3.The replication artifact set (what gets published)

Replication only works if outsiders can identify exactly what was compared. We publish two small, machine-readable "index" documents alongside the raw results:

  • snapshot_index.json (schema nextstat.snapshot_index.v1) — artifact paths + sizes + SHA-256 hashes
  • replication_report.json (schema nextstat.replication_report.v1) — structured comparison (overlap count + mismatches)

Additionally, each validation pack includes:

  • validation_report.json — dataset fingerprint + environment + suite pass/fail summary (schema validation_report_v1)
  • validation_pack_manifest.json — SHA-256 + sizes for core validation pack files

Validation pack entry point: Validation Report Artifacts.

nextstat validation-report \
  --apex2 tmp/apex2_master_report.json \
  --workspace workspace.json \
  --out validation_report.json \
  --pdf validation_report.pdf \
  --deterministic

4.Why signed reports

If replication reports matter, they must be attributable and tamper-resistant. A signed report is a lightweight way to guarantee:

  • Who produced the report
  • What snapshot it refers to
  • That the published artifact hasn't been modified

The validation_report.json produced by nextstat validation-report already includes SHA-256 hashes for both the workspace and the Apex2 master report. Adding a GPG or Sigstore signature to that JSON creates a complete chain: data hash → validation result → signer identity.

We don't need bureaucracy. We need integrity.


5.Step-by-step: a minimal replication loop

The minimal loop is:

  • 1. Download the original snapshot artifacts (snapshot_index.json, validation_pack_manifest.json, validation_report.json)
  • 2. Verify original signatures (if provided)
  • 3. Rerun the suite to produce your own validation pack
  • 4. Write your rerun snapshot_index.json
  • 5. Generate a replication_report.json comparing original vs rerun
  • 6. Sign and publish your replication bundle

This is intentionally designed to be mostly file operations, not "trust our interpretation".

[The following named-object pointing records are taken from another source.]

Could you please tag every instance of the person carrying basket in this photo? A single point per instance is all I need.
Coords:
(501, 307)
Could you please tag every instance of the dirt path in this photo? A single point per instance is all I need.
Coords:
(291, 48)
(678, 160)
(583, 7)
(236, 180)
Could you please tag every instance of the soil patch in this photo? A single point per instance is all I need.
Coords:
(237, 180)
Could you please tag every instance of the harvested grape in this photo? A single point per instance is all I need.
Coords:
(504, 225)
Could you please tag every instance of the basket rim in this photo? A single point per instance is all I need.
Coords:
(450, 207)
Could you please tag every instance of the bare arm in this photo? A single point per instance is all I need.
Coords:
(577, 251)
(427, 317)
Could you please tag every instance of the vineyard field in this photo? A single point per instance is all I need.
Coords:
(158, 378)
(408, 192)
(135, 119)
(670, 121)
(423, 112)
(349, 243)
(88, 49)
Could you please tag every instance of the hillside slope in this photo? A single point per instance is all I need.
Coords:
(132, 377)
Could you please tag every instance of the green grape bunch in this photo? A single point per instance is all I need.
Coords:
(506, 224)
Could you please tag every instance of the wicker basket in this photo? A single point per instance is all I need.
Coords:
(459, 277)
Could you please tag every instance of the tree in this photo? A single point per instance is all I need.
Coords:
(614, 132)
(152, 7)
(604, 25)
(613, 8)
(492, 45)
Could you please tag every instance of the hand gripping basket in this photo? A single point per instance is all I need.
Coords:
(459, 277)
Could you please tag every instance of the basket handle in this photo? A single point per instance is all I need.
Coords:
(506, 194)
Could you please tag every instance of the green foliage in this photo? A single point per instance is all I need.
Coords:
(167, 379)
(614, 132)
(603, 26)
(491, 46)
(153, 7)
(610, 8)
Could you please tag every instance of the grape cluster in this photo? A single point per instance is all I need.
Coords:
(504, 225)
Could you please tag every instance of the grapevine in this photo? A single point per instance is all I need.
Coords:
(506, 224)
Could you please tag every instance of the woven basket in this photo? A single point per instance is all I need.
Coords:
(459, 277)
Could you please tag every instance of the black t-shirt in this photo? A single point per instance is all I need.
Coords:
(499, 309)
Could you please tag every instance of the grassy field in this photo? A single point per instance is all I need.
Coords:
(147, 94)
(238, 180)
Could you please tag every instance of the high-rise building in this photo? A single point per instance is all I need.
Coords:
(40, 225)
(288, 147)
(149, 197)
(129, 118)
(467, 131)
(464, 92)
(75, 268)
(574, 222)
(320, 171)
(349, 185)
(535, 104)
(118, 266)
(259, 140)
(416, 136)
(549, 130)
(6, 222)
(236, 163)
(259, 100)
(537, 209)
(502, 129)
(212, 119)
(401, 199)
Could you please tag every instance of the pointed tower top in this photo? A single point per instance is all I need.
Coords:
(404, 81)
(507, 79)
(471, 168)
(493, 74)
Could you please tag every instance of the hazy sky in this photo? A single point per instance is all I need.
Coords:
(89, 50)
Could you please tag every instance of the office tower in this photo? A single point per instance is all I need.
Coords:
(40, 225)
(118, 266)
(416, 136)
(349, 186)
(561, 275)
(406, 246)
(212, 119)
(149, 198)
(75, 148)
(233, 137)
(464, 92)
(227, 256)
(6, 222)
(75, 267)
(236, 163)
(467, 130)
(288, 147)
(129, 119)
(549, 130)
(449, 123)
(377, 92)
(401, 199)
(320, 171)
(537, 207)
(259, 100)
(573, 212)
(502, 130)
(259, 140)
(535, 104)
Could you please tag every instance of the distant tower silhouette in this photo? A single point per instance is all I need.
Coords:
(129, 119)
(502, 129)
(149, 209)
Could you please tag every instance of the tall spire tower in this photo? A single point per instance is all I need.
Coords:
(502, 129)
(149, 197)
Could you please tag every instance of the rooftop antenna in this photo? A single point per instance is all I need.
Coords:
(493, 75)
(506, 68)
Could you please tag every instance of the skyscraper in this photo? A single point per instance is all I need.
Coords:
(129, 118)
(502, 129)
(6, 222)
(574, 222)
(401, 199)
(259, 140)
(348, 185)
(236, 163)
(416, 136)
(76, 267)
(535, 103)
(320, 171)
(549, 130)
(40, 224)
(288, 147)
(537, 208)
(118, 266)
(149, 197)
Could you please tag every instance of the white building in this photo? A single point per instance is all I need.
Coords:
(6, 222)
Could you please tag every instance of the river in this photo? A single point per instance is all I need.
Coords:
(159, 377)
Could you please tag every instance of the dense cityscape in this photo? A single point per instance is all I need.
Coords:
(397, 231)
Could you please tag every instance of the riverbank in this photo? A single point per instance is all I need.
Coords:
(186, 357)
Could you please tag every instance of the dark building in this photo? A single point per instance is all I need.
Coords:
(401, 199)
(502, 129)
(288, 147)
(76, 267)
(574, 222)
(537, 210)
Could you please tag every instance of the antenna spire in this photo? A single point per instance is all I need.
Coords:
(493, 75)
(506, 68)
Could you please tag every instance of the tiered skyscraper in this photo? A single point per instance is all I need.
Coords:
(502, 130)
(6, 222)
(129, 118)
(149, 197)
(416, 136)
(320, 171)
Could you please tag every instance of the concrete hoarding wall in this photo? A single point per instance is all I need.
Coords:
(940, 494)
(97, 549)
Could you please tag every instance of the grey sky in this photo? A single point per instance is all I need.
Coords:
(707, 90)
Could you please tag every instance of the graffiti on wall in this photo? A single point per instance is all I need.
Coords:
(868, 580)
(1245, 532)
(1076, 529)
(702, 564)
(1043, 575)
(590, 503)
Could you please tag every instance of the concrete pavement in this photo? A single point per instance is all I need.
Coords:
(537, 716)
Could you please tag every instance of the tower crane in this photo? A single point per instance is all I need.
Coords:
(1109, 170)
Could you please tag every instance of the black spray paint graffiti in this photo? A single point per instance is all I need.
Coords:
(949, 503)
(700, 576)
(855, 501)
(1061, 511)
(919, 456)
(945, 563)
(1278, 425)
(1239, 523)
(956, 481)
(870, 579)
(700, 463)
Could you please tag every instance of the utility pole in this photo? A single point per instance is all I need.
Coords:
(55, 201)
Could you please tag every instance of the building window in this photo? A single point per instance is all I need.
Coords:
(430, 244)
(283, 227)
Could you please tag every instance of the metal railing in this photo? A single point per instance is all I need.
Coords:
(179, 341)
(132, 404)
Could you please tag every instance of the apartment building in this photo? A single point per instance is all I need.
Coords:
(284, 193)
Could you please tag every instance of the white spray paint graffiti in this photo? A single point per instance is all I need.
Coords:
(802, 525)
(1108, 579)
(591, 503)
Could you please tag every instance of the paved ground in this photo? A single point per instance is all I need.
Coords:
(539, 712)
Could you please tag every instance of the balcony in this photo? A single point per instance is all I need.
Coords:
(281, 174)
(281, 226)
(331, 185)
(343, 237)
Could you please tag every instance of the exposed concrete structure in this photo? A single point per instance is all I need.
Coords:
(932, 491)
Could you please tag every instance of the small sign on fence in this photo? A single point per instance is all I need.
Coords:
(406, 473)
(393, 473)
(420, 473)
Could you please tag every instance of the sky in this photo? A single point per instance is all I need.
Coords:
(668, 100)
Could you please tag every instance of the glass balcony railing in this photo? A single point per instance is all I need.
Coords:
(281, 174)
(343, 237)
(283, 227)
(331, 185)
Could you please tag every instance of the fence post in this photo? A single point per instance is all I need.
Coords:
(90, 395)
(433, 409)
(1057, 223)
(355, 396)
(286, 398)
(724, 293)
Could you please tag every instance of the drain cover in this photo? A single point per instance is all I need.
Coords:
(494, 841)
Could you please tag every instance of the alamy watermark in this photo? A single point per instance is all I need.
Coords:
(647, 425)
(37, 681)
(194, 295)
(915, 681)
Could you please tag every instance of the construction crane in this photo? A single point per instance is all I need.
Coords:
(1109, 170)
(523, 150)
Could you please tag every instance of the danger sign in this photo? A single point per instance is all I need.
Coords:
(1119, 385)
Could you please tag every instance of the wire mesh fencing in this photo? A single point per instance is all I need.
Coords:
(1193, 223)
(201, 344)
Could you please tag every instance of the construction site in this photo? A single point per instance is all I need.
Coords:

6.What we will do with replications

Replications should not disappear in a comment thread. We plan to:

  • Link replications directly from the snapshot index
  • Use replicated numbers in public claims
  • Prefer "rerun me" evidence over "trust us" language

7.The ask

If you care about reproducible scientific computing, the most valuable contribution is:

  • Rerun a published snapshot on your hardware
  • Publish your manifest + raw results
  • Sign the report

That's how performance claims become community knowledge.